When you say, “I have Linux on my hard drive,” it means you have the operating system image stored on disk. Soon, though, it could mean it’s running on your hard drive. The drive itself will be running Linux. Yikes. 

That’s the vision promulgated by microprocessor vendor ARM with its new Cortex-R82 design. It’s designed to smart-ify hard drives and SSDs (solid-state disks), to the point where they’re standalone computers in their own right. It pushes the concept of computational storage to its logical conclusion, where hard disks do their own data analysis locally, rather than just serve up bitstreams for some other computer to manage. The idea has been around for a while, but actual deployment has been limited mostly to academic and experimental installations. 

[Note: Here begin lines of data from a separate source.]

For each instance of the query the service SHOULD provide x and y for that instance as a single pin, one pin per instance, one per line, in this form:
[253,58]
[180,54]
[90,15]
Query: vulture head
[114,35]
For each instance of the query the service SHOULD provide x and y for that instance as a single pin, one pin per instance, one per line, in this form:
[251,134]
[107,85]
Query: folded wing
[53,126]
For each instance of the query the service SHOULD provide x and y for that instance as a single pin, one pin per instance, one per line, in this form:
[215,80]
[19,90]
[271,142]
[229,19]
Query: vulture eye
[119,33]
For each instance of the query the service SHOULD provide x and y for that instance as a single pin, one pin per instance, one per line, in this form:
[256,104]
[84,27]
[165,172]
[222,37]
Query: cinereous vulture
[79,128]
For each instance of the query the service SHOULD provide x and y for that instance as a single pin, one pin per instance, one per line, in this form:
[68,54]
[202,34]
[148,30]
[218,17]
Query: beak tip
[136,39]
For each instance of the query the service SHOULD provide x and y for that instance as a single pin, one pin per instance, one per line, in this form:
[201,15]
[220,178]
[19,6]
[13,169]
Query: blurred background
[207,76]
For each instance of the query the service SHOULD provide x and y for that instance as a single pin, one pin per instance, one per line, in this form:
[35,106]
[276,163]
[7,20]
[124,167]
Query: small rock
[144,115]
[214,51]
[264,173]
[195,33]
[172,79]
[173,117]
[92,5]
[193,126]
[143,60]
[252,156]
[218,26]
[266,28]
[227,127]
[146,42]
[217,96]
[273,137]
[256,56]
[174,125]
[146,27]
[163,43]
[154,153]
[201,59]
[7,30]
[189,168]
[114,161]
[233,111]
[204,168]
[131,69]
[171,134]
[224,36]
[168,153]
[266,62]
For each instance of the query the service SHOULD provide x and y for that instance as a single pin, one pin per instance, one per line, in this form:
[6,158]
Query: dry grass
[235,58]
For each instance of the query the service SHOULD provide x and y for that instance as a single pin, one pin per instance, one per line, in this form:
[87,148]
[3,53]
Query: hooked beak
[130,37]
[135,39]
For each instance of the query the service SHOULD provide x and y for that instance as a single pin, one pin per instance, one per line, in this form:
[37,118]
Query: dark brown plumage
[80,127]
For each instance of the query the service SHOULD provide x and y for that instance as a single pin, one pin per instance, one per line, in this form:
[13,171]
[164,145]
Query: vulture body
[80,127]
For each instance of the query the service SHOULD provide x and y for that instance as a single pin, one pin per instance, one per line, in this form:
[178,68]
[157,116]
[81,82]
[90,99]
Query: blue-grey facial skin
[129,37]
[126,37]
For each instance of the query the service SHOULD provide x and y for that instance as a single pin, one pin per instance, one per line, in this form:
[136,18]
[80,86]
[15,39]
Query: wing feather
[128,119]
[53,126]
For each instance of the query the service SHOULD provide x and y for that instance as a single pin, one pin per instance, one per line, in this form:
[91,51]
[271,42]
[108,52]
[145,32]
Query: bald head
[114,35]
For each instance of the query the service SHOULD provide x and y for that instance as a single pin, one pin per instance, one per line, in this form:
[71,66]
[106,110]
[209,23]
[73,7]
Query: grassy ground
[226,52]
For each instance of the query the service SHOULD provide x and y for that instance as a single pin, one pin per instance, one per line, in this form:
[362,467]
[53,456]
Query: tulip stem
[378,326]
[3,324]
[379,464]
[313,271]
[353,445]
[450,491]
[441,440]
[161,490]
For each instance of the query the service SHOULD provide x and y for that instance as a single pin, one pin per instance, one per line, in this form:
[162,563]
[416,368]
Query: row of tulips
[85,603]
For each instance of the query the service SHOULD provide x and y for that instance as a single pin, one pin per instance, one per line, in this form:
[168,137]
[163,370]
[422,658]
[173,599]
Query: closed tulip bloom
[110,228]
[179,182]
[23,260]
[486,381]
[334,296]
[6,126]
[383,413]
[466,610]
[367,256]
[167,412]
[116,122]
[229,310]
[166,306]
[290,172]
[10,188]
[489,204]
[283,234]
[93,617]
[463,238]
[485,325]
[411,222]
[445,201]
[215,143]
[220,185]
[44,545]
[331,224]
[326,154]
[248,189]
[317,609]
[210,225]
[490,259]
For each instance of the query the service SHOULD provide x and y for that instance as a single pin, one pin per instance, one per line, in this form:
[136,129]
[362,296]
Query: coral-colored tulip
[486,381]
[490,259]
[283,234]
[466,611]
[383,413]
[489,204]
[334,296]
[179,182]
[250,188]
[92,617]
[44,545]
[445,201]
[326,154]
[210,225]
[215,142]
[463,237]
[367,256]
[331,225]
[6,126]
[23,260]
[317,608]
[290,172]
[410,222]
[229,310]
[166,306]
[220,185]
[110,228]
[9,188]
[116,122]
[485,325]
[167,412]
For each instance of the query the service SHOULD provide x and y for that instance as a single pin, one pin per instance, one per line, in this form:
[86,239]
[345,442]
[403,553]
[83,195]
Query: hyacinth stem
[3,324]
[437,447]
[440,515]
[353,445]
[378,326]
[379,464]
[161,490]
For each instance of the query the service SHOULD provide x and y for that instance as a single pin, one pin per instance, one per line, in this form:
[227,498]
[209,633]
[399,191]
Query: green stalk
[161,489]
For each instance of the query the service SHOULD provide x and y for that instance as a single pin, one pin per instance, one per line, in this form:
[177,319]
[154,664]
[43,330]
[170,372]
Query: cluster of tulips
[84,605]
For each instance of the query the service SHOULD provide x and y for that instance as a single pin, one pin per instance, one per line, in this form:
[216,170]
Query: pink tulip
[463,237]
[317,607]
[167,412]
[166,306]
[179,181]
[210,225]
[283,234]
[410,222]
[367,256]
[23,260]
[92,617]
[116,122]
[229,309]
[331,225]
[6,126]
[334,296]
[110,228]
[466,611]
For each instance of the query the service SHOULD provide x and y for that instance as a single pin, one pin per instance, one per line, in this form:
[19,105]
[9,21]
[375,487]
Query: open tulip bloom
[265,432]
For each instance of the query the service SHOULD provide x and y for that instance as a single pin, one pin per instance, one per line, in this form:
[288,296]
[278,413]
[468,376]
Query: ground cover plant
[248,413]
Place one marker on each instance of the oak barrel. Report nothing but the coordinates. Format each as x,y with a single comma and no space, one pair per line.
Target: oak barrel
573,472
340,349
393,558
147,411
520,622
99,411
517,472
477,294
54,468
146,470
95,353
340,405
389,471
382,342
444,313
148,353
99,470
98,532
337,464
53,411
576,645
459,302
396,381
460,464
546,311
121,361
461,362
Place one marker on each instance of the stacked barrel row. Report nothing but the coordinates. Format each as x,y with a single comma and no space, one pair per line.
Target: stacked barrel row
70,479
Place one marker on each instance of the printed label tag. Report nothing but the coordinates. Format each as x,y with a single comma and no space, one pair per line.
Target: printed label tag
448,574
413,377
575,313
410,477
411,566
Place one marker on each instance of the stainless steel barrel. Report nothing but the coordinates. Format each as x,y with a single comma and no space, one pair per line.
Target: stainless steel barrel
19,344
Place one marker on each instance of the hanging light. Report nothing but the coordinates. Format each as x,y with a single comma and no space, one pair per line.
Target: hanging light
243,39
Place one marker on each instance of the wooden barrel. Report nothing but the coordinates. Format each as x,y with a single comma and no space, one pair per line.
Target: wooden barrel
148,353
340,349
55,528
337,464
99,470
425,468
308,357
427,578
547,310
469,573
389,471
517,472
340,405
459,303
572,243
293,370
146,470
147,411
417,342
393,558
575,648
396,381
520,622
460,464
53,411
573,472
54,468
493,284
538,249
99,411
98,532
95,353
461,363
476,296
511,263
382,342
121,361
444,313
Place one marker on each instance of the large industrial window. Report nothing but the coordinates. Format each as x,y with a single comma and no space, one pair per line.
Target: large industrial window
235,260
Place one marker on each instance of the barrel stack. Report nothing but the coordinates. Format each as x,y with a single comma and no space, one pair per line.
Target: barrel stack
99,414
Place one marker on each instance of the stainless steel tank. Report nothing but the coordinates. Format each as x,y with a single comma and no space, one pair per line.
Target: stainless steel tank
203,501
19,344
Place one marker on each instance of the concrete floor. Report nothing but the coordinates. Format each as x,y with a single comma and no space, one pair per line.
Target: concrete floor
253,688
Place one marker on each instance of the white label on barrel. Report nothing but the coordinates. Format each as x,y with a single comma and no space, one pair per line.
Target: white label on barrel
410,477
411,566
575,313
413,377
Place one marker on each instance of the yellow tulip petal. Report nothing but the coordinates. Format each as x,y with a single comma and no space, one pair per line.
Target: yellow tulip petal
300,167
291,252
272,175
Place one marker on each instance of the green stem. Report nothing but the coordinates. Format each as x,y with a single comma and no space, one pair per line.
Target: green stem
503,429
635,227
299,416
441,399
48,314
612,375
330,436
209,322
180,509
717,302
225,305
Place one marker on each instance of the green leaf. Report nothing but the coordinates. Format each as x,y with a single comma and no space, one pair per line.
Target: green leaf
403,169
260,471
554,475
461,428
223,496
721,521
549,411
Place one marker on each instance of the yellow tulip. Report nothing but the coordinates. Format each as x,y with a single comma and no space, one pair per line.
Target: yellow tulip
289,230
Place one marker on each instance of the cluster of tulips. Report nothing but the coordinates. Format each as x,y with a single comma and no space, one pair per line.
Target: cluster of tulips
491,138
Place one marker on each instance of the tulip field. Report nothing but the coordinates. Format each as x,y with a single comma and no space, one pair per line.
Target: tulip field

The concept also leads to some weird technical, if not philosophical, thought experiments. Where’s the dividing line between disk drive and server? What happens when your storage is smarter than the computer it’s connected to? Where do applications live and where do they run? Is a super-smart hard drive more or less secure than the comparatively dumb ones we have today? And, how long before a “server” is nothing more than a dongle at the end of an Ethernet cable? 

But first, the technical specs. There aren’t many, because ARM no longer shares the details of its new CPU microarchitectures unless you’re a potential licensee ready to sign a big check. We do know that it’s the new range topper in Cortex-R series, which is ARM’s midrange product family designed for deeply embedded real-time applications. As such, it’s not quite as fast as the company’s fastest A-series parts. Neil Werdmuller, ARM’s Director of Storage Solutions and the R82’s symbolic father, says it’s about as fast as a Cortex-A55, if that’s any indication. All R-series parts are designed for determinism and predictable real-time response, and the R82 is no exception. There’s nothing to prevent you from designing an iPad or an Android phone around an R-series CPU, but you probably wouldn’t want to. 

What’s unique about the Cortex-R82 is that it is ARM’s first and only 64-bit Cortex-R design. Up until now, almost all* ARM processors have been either 32-bit processors (mostly the early stuff) or mixed 32/64-bit processors. The R82 is 64-bit only. It doesn’t run 32-bit code. This is the first time ARM has done that. (*Cortex-A34 and -A65 are also 64-bit only.)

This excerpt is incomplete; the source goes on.